Molecular Vision 2023; 29:58-67
<http://www.molvis.org/molvis/v29/58>
Received 09 November 2022 |
Accepted 18 May 2023 |
Published 20 May 2023
Na Meng, Jinling Wu, Jingjing Chen, Yuqing Luo, Luxing Xu, Xia Li
The first two authors contributed equally.
Department of Ophthalmology, The First Affiliated Hospital of Guangxi Medical University, Nanning, China
Correspondence to: Xia Li, Department of Ophthalmology, The First Affiliated Hospital of Guangxi Medical University, Nanning, 530021, China; Phone: +867715333710; FAX: +867715333710; email: lixiagmu066@163.com
Purpose: To evaluate the relationship between basement membrane (BM) regeneration and the spatiotemporal expression of TGF-β1 during wound healing in rabbits with corneal perforating injury.
Methods: Forty-two rabbits were randomly allocated into 7 experimental groups, with 6 rabbits per group at each time point.
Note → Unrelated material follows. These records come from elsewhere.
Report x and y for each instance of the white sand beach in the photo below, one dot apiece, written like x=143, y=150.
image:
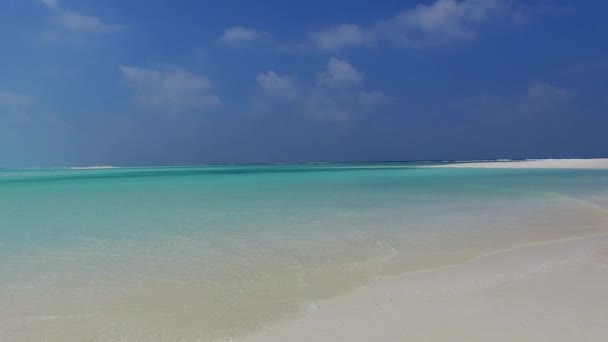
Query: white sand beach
x=549, y=292
x=597, y=163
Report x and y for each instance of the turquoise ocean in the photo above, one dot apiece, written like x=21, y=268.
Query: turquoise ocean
x=188, y=253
The central cornea of the left eye was injured with 2.0 mm trephine to establish the perforating injury model. Six rabbits that received no treatment were used as controls. The cornea was evaluated at 3 days, 1–3 weeks, and 1–3 months after injury with a slit lamp for haze levels. Real-time quantitative polymerase chain reaction (qRT-PCR) was performed to quantify the relative expression of TGF-β1 and α-SMA mRNA. Immunofluorescence (IF) was used to assess TGF-β1 and alpha-smooth actin (α-SMA) expression and localization. BM regeneration was assessed using transmission electron microscopy (TEM).
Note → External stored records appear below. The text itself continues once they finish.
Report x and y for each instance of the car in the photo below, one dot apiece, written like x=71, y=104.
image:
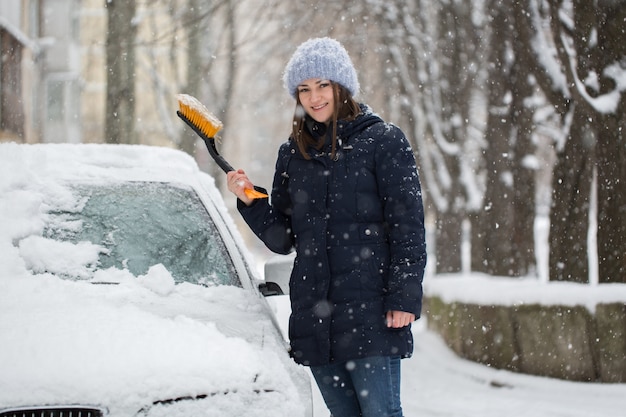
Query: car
x=126, y=290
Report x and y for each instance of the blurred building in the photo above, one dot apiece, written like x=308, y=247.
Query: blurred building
x=40, y=71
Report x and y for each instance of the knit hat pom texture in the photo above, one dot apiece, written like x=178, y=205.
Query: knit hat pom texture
x=323, y=58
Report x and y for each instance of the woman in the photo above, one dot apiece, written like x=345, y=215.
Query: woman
x=346, y=195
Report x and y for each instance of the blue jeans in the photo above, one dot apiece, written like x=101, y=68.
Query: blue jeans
x=368, y=387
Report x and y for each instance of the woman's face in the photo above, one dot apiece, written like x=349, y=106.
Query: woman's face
x=317, y=99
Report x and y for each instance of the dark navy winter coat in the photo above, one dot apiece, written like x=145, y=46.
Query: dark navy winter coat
x=357, y=224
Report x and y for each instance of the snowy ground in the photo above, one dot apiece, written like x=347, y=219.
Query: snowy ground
x=437, y=383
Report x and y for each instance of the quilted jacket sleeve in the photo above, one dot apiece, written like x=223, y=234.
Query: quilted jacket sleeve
x=401, y=195
x=271, y=222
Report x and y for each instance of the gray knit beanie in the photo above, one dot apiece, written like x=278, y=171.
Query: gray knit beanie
x=323, y=58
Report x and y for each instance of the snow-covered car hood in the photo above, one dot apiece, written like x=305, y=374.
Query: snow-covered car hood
x=128, y=345
x=143, y=340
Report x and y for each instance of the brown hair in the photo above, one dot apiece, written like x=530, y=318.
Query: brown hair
x=345, y=108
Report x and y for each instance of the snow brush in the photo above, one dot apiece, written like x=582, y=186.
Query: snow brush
x=206, y=125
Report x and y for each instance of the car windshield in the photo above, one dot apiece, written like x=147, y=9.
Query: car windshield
x=138, y=225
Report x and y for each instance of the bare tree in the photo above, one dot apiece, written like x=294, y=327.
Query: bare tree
x=120, y=52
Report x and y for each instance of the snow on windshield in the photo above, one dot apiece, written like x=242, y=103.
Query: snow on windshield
x=145, y=338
Results: After injury, dense haze appeared at 1 month and then gradually faded. The relative expression of TGF-β1 mRNA peaked at 1 week and then decreased until 2 months. The relative α-SMA mRNA expression reached its peak at 1 week, then reached a small peak again at 1 month. IF results showed that TGF-β1 was initially detected in the fibrin clot at 3 days and then in the entire repairing stroma at 1 week. TGF-β1 localization gradually diminished from the anterior region to the posterior region at 2 weeks to 1 month, and it was nearly absent at 2 months. The myofibroblast marker α-SMA was observed in the entire healing stroma at 2 weeks. Localization of α-SMA gradually disappeared from the anterior region at 3 weeks to 1 month, remaining only in the posterior region at 2 months and disappearing at 3 months. Defective epithelial basement membrane (EBM) was first detected at 3 weeks after injury, then gradually repaired, and was nearly regenerated at 3 months. A thin and uneven Descemet’s membrane (DM) was initially detected at 2 months after injury, then gradually regenerated to some extent, but remained abnormal at 3 months.
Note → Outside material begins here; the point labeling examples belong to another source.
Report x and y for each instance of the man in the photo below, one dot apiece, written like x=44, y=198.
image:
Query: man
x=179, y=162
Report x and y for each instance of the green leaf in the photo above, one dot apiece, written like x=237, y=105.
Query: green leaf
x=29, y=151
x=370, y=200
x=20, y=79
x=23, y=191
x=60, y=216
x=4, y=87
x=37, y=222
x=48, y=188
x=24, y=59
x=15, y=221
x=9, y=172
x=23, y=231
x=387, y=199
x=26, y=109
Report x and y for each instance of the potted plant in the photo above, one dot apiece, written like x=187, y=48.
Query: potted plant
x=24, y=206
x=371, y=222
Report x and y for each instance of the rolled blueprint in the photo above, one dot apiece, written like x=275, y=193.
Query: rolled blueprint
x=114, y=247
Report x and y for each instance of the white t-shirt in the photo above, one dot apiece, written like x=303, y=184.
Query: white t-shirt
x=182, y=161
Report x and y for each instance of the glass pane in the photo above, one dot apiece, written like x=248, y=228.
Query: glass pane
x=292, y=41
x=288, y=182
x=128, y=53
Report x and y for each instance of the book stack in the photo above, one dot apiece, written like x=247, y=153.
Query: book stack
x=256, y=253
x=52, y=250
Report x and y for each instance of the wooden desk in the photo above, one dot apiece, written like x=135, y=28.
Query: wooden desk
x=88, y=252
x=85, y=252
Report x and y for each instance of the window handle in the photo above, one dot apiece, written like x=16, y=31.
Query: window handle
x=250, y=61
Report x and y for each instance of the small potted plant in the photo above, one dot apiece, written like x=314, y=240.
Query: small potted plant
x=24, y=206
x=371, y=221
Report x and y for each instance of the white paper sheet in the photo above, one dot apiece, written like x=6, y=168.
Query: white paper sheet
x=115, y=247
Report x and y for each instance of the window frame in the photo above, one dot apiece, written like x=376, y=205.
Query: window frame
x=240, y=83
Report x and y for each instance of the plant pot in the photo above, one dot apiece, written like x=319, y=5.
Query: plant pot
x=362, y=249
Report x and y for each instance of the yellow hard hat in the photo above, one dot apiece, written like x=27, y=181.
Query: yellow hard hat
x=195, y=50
Conclusions: In the rabbit corneal perforating injury model, EBM regeneration was observed earlier than DM. At 3 months, complete EBM regeneration was observed, while the regenerated DM was still defective. TGF-β1 was distributed throughout the entire wound area in the early stages and then decreased from the anterior to the posterior region. α-SMA exhibited a similar temporospatial expression to TGF-β1. EBM regeneration may play a key role in low expression of TGF-β1 and α-SMA in the anterior stroma. Meanwhile, incomplete DM regeneration may contribute to the sustained expression of TGF-β1 and α-SMA in the posterior stroma.
Penetrating ocular trauma is commonly observed during clinical practice. It has been established that corneal penetrating injury frequently causes corneal scarring, which results in irregular astigmatism and vision impairment [1]. Growing evidence suggests that corneal basement membranes (BMs) are critical regulators of corneal fibrosis [1-4]. The two main BMs of the cornea, the epithelial basement membrane (EBM) and Descemet’s membrane (DM), are reportedly damaged during corneal penetrating injury [5]. Given that most emphasis has been placed on the regeneration of the BM during corneal refractive surgery in animal models, little is known about the regeneration of EBM and DM during corneal penetrating injury.
TGF-β1 is an essential growth factor in corneal stromal fibrosis [6-9]. TGF-β1 can transform corneal keratocytes into opaque myofibroblasts, which produce and deposit a huge amount of disorganized extracellular matrix, resulting in stromal scarring and corneal opacity [10-12]. Damaged EBM could allow TGF-β1 to persistently permeate into the stroma from the tear fluid and epithelium, driving myofibroblast growth and maintenance, while EBM regeneration could limit the entry of TGF-β1 into the stroma [1,2,13-15]. An increasing body of evidence suggests that the regeneration of EBM takes several months [16-18]. Accordingly, rabbit corneal perforating injury models were established to evaluate corneal wound healing, the regeneration of EBM and DM, and the spatiotemporal expression of TGF-β1 and α-SMA, to investigate the cornea’s ability to maintain transparency during the healing process and to identify long-term factors associated with scarring.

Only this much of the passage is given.